See, that's just it. He'll rip up other teams, then a few years later he'll leave us for another team and start ripping us up. Loyalty folks! If he can't stick by a few ten year olds and side with homeless people, you sure as Pete can't expect him to side with the Blazers when it's all said and done.


----------



## I Own 2 Microwaves (May 30, 2007)

what did you expect from the "Assassin"


----------



## Dan (Dec 30, 2002)

HispanicCausinPanic said:


> I crossed over *Duckworth* up at Irving park once and he was pretty cool about it. He did sprain both his ankles, but what are you gonna' do? Go Grant Generals Hoops!


There, I had to fix that for you.


----------



## HispanicCausinPanic (Jul 2, 2005)

Hap said:


> There, I had to fix that for you.


Is that legal? I'm still pretty new. Are you allowed to go and change someone's quote? I see how it is HAP! Let the games begin brutha'!


----------



## Dan (Dec 30, 2002)

HispanicCausinPanic said:


> That was pretty funny Hap. Hey, did I ever tell you that Mike Barrett once emailed me and said you were the coolest poster on BBB? I still can't believe it. I see how it is HAP! I submit to your greatness brutha'!
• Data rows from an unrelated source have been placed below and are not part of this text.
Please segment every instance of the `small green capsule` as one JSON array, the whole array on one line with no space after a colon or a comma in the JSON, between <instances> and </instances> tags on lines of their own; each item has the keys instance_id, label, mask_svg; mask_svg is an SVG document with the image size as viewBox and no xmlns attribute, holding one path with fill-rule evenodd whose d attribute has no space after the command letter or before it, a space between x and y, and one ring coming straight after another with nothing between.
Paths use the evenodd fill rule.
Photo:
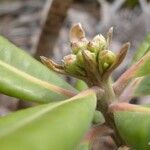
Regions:
<instances>
[{"instance_id":1,"label":"small green capsule","mask_svg":"<svg viewBox=\"0 0 150 150\"><path fill-rule=\"evenodd\" d=\"M76 55L70 54L63 58L65 71L74 75L85 75L84 71L77 65Z\"/></svg>"},{"instance_id":2,"label":"small green capsule","mask_svg":"<svg viewBox=\"0 0 150 150\"><path fill-rule=\"evenodd\" d=\"M116 60L116 55L109 50L104 50L99 53L99 62L102 64L103 70L108 69Z\"/></svg>"},{"instance_id":3,"label":"small green capsule","mask_svg":"<svg viewBox=\"0 0 150 150\"><path fill-rule=\"evenodd\" d=\"M84 59L83 59L83 55L82 55L82 51L79 51L76 55L77 57L77 64L80 66L80 67L84 67Z\"/></svg>"},{"instance_id":4,"label":"small green capsule","mask_svg":"<svg viewBox=\"0 0 150 150\"><path fill-rule=\"evenodd\" d=\"M87 39L83 39L81 41L71 43L71 49L74 54L77 54L81 50L87 49L88 41Z\"/></svg>"},{"instance_id":5,"label":"small green capsule","mask_svg":"<svg viewBox=\"0 0 150 150\"><path fill-rule=\"evenodd\" d=\"M106 39L101 34L98 34L91 42L88 43L87 48L91 52L97 53L98 51L104 50L106 46Z\"/></svg>"},{"instance_id":6,"label":"small green capsule","mask_svg":"<svg viewBox=\"0 0 150 150\"><path fill-rule=\"evenodd\" d=\"M103 64L104 70L106 70L107 68L109 68L109 66L110 66L110 65L109 65L108 63L105 62L105 63Z\"/></svg>"}]
</instances>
well that was awful kind of you to say that HCP.


----------



## Minstrel (Dec 31, 2002)

_"In the end it all comes down to talent. You can talk all you want about intangibles, I just don't know what that means. Talent makes winners, not intangibles. Can nice guys win? Sure, nice guys can win - if they're nice guys with a lot of talent. Nice guys with a little talent finish fourth and nice guys with no talent finish last." --Sandy Koufax_

Probably one of the most coherent and realistic things an athlete has ever said about sports. It's not primarily about character or intangibles, in the end it's about talent.

It's also instructive to note that Durant took offense to his _teammate_ being embarrassed. I'll take that guy on my team, even if a couple frat boys get hurt.

But I'd rather have Oden, because...c'mon.


----------



## Ed O (Dec 30, 2002)

Minstrel said:


> _"In the end it all comes down to talent. You can talk all you want about intangibles, I just don't know what that means. Talent makes winners, not intangibles. Can nice guys win? Sure, nice guys can win - if they're nice guys with a lot of talent. Nice guys with a little talent finish fourth and nice guys with no talent finish last." --Sandy Koufax_
> 
> Probably one of the most coherent and realistic things an athlete has ever said about sports. It's not primarily about character or intangibles, in the end it's about talent.


Indeed.

Ed O.


----------



## HispanicCausinPanic (Jul 2, 2005)

Hap said:


> well that was awful kind of you to say that HCP.


WOW! I can't keep up! You win, you win!


----------



## Ed O (Dec 30, 2002)

HispanicCausinPanic said:


> Shut up, Hap! When I want your opinion I'll tell you to give it to me.


Woah... you gonna take that, Hap?

Ed O.


----------



## HispanicCausinPanic (Jul 2, 2005)

Ed O said:


> Woah... you gonna take that, Hap?
> 
> Ed O.


So I guess once you pass the 10,000 post mark, you are taught all these cool tricks! I've got a long way to go!!!!!


----------



## barfo (Jan 2, 2003)

mgb said:


> A win by cheating is meaningless


Depends on whether you are playing for money (or girls or pink slips or other valuable items) or not 

barfo


----------



## BlazerFanFoLife (Jul 17, 2003)

Yah well the day of Durants workout i was at a nice restaurant in the pearl and Durant ate my strawberry covered cheesecake while i was sweet talking my date, he also tipped my water cup onto my lap and yelled I'mma Killa before leaving by booting the glass door open. Hows that for being a *******... he also took the girl.


----------



## Banjoriddim (Aug 14, 2004)

The guy sounds like the drunk guy from Borat:biggrin:


----------



## BlayZa (Dec 31, 2002)

durant owning some fratboys = jerk ?

doing the world a favor imo


----------